Many patients have found success in their weight-loss journey through bariatric procedures, but a number of patients have also had bariatric surgery with less than optimal results. Sometimes the failure is due to side effects from the original surgery, and other times patients won’t lose the amount of weight they expected to lose after bariatric surgery and want the surgery repeated. There are more risks associated with a bariatric revision surgery than the original procedure, but many patients find the results they are looking for with their second weight loss surgery.
The first step in the process of a revision bariatric procedure is an evaluation by a surgeon. They will tell you whether the results you experienced the first time around were typical and evaluate whether you are a candidate for revision surgery. Sometimes revision surgery involves repeating the same procedure that was originally performed, while other patients opt to try another form of bariatric surgery for better results.
Types of Revision Surgeries
There are four procedures that are commonly performed on patients who have undergone failed stomach stapling procedures. They are Lap-Band surgery, Roux-en-Y gastric bypass and sleeve gastrectomy revision. Patients should talk to their doctor about the benefits and risks of each of these procedures before deciding which procedure is best for them.
- Lap-Band surgery is a procedure during which an inflatable device made of silicone is placed around a portion of the patient’s stomach. The procedure is minimally invasive and is commonly performed on patients who have regained the weight they lost following gastroplasty (commonly referred to as “stomach stapling”) or other procedures.
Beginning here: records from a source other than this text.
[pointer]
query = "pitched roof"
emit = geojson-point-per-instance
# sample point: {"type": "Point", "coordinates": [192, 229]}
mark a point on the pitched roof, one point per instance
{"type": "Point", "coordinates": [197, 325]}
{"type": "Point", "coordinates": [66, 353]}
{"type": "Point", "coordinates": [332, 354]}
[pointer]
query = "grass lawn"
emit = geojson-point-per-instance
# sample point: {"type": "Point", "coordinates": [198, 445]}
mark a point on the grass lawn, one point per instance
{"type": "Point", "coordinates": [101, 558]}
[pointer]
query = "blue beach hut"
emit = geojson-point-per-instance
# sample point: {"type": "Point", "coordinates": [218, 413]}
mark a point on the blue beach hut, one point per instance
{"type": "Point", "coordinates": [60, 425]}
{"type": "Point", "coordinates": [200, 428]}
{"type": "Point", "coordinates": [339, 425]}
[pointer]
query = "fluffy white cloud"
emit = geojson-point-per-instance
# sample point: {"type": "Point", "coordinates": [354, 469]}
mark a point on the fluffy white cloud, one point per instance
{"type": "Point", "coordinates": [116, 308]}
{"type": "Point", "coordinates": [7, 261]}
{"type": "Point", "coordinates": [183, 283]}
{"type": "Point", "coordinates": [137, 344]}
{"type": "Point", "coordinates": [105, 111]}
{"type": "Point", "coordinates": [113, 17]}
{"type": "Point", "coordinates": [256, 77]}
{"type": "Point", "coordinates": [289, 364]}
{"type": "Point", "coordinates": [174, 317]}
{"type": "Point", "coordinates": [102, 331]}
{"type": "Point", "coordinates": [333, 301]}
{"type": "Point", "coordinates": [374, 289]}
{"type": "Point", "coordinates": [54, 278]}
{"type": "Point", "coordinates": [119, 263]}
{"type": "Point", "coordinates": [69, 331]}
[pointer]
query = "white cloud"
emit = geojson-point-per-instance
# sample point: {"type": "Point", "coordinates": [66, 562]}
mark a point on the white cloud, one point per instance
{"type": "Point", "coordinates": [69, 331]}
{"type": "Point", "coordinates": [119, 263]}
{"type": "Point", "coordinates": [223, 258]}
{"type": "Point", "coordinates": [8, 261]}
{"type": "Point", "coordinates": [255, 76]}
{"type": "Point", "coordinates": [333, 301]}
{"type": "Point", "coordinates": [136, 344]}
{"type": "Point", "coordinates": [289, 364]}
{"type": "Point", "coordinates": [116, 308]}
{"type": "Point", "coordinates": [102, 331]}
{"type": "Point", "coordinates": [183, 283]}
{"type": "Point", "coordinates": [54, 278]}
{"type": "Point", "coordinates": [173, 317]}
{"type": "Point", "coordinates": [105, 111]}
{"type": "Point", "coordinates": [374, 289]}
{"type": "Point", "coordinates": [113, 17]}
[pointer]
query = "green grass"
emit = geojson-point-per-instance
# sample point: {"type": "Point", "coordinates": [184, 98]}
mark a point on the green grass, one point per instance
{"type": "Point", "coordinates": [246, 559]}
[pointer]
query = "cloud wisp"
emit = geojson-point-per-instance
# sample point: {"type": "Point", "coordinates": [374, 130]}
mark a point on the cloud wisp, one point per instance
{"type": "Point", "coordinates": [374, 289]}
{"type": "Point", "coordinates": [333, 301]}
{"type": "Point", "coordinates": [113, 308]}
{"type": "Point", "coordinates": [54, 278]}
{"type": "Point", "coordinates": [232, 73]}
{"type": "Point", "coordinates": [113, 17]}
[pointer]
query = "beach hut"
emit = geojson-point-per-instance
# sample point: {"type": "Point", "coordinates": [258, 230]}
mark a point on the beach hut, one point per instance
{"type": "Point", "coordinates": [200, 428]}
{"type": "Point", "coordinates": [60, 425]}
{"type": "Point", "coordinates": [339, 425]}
- Roux-en-Y gastric bypass is also a common revision technique. Sometimes a previous gastroplasty can be revised with a Roux-en-Y gastric bypass. The average recovery time from this procedure is just two weeks. Patients who undergo this procedure are usually required to take multivitamins to prevent the formation of stomach ulcers as well as complications due to vitamin deficiency.
- Sleeve gastronomy is a procedure in which a large portion of the stomach is removed. The portion of the stomach that remains in the body is reshaped like a tube. This procedure decreases hunger and increases satiety, leading to improved health and weight loss.
Most revision surgeries cannot be performed laparoscopically, even if the original surgery was performed this way. This means that the surgery is invasive and carries more risks than a standard laparoscopic procedure. The procedure usually takes longer than the original surgery and the recovery period may also be longer. The exact risks each patient experiences depend on the amount of scarring from their previous surgery, which procedure that was, and the one they are considering.
Patients who undergo revision bariatric surgery usually experience improvements in the negative side-effects they were experiencing from their first surgery, including ulcers, hernia, chronic vomiting, and staple line failure. Most patients also experience an improvement in the amount of weight loss they experience after surgery.
Patients should address the reasons that their weight-loss surgery was ineffective the first time. Many patients undergo revision surgery because of complications from the first surgery, but others are unable or unwilling to comply with the lifestyle changes that come with weight-loss surgery. Many patients need more support after their second weight-loss surgery. Most surgeons offer support groups to their patients and may suggest individual counseling.
Many patients ultimately reach their goal after opting for a revision surgery. There are many options available, and patients should speak with their doctor about which revision surgery is best suited to their particular case.